De um lado: “Bate panela, pode bater, quem tira o povo da miséria é o PT!”. De outro lado: “Lula vai tomar no c…!”. De um lado: “Lula ladrão!”. De outro lado: “Lula ladrão, roubou meu coração!”

Xingamentos, berros, empurrões, tambores, faixas, palavrões –a escaramuça de Santa Maria expôs de forma cristalina a luta de classes no país. Para além das conhecidas palavras de ordem, os rostos em confronto mostravam universos diferentes.

Do lado da direita, jovens universitários –que alguém apelidou de agroboys–, senhores mais velhos com as cores gaúchas, senhoras de verde amarelo e jovens vestidos como pobres que pareciam orientados a entrar numa briga.

Do lado da esquerda, jovens universitários, muitos negros e mulheres, professores, militantes do MST. Muitos dos mais jovens, antes da refrega, se diziam emocionados com a visita de Lula.
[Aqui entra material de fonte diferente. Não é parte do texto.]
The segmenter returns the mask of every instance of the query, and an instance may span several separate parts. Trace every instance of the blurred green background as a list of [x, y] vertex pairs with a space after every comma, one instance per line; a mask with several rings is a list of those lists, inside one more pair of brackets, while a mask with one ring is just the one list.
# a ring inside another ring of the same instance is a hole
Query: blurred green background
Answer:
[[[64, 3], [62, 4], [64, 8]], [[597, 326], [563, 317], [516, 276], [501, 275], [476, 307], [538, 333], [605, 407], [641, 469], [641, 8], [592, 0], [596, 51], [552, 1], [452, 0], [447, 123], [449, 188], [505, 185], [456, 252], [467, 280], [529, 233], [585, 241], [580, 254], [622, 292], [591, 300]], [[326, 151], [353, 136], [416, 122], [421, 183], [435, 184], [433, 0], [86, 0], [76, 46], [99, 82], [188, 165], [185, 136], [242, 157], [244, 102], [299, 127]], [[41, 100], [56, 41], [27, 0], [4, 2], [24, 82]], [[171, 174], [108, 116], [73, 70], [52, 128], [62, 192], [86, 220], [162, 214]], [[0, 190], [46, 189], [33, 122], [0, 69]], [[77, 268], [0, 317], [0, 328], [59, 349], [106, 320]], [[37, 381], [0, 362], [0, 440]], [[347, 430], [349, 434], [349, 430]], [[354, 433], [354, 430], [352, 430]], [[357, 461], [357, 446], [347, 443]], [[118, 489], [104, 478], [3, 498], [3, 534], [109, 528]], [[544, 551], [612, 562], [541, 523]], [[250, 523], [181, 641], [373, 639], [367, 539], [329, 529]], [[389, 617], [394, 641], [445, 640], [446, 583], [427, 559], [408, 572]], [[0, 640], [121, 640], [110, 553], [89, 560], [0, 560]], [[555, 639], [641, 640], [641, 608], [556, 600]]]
Uma boa parcela parecia fruto da política de inclusão nas universidades. Quando o conflito se desenhou, foram para a frente do cordão em defesa da universidade.

Por pouco, Santa Maria não repetiu a batalha da Maria Antônia. Em São Paulo, há 50 anos, esquerda e milícias direitistas se enfrentaram na rua. Um secundarista morreu. Lá, como agora, o país estava mergulhado num golpe. Golpe que fez, como agora, vicejar forças fascistas.

A divisão também estava evidente nos debates na Câmara de Vereadores da cidade, onde uma moção de repúdio à visita de Lula foi derrotada em votação apertada, por 11 a 10.

À noite, Lula fez comício para os moradores do bairro Nova Santa Marta, em Santa Maria. O público era formado por famílias de trabalhadores, muitas crianças brincando, pequenos em carrinhos de bebê, jovens conversando em turminhas, militantes da CUT e de movimento pela moradia.

O lugar é fruto de ocupação feita em dezembro de 1991, comandada pelo Movimento Nacional de Luta por Moradia. Iniciada com 35 famílias, em 1994 a ocupação já somava mais de 1.800 famílias. Enfrentou forte repressão do governo municipal, que tentou até impedir a chegada de alimento para as crianças.

As coisas começaram a melhorar no governo de Olívio Dutra, e o bairro ganhou mais infraestrutura a partir de 2007, com obras do PAC. Nos discursos desta terça, lideranças locais enfatizaram as conquistas obtidas com muita luta. Lembraram do tempo em que tinham que envolver os sapatos com sacos plásticos para percorrer as ruas encharcadas do local, onde hoje já há calçamento.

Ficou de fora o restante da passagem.